Advertisement

The rise, fall and rise again of Rivatex, firm that now holds patent for Tami dye

Thursday March 10 2016
DNEldRivatex0904n

Rivatex East Africa Limited production line. The firm receives government support through budgetary allocations. FILE | JARED NYATAYA |

In June 1975, Kenya’s former president Daniel arap Moi, who was then the vice president, officiated at the opening of Rift Valley Textiles (Rivatex).

Built using loans from the Industrial and Commercial Development Corporation, a government agency established to promote projects that create wealth and jobs for Kenyans, Rivatex employed 400 people and was the first Kenyan textile firm to install computerised mills imported from the US. It declared profits in its first three years of operation.

Its dream of becoming one of the country’s nine major textile mills that would supply fabric and clothing both locally and to the region started fading with mismanagement.

On May 25, 1998, Rivatex was placed under receivership. The receiver managers took charge three days later. The firm eventually closed its doors in 2000.

Operations resumed after the company was taken over by the Moi University Research Centre from 2007, and changed its name to Rivatex East Africa. The firm, which serves as a demonstration facility for students at the university also manufactures and supplies textile products across East Africa.

It receives government support through budgetary allocations.

Advertisement

Last year, parliament approved $5 million from the Ministry of Industrialisation and Enterprise Development to fund Rivatex’s purchase of equipment.

Rivatex East Africa managing director Thomas Kipkurgat said that the expansion strategy will see the firm employ a further 2,000 people across the country.

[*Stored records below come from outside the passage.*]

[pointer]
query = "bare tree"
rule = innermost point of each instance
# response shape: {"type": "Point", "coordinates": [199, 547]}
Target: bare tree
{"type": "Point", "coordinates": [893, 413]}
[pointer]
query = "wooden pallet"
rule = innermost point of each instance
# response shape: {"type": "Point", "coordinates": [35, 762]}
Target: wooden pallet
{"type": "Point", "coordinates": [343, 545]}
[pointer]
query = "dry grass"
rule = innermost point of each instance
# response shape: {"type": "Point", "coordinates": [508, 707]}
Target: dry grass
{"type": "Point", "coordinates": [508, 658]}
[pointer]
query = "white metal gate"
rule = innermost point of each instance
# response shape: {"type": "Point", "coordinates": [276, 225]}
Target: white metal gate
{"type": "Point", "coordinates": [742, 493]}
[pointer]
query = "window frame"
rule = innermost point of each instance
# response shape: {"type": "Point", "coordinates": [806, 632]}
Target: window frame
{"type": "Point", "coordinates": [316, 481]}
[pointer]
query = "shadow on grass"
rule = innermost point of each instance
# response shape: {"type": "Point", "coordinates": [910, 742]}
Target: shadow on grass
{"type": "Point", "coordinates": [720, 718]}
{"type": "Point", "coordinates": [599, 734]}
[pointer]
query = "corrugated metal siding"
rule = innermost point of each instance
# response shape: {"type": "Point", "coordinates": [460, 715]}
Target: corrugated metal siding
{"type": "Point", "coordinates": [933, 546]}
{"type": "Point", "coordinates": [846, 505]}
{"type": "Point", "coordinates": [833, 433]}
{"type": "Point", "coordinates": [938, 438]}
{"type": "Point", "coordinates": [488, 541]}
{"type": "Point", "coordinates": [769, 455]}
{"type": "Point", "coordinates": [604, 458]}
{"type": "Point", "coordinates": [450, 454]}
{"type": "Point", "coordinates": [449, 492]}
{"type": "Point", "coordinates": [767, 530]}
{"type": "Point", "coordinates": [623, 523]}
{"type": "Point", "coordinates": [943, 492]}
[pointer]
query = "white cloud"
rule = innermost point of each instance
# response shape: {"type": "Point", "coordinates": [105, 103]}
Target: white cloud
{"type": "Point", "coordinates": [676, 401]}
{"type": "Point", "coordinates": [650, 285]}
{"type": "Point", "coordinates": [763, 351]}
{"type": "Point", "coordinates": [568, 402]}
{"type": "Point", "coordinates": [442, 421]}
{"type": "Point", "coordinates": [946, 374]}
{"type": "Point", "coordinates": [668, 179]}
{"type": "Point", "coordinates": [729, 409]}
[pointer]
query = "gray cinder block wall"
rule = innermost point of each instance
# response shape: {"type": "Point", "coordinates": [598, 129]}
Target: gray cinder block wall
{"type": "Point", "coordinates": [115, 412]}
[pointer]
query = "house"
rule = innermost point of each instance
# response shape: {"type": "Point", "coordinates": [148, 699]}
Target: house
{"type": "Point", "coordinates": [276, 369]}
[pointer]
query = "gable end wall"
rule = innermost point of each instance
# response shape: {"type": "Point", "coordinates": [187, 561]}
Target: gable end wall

“We have acquired acres of land across the country in a bid to grow more cotton to support our expansion drive,” said Mr Kipkurgat.

Rivatex said it had acquired more than 50,000 acres of land in Mwingi, in Eastern Kenya, and a combined 1,100 acres in the Kerio Valley and Mogotio, in the Rift Valley.

Maureen Kironi, a research officer at the firm said that at its peak, the factory consumed more than 3,000 tonnes of cotton in a year.

“Those were boom years for farmers as the demand from the likes of Rivatex and Kisumu Cotton Mills (Kicomi) ensured the western belt lands were thickly covered with cotton; suppliers would book for deliveries days in advance,” said Ms Kironi.

In December, the Indian government pledged to invest more that $40 million in Rivatex but on condition that Western and Nyanza farmers returned to cotton farming.
The World Bank last month also pledged to give the university $60 million for a facelift.

Rivatex won the grant from the World Bank because of its Tami dye, extracted from the Mexican marigold weed using a process invented by Moi University vice-chancellor Prof Richard Mibey in 2008. The invention is patented to the university and is being used by Rivatex and other textile factories across the world.

Moi University director of research Simeon Kipkoech Mining’ said that through donor funding, Rivatex will be enabled to buy new machinery.

“The new machinery will introduce new technology that will allow us to enhance our research capabilities,” said Prof Mining’.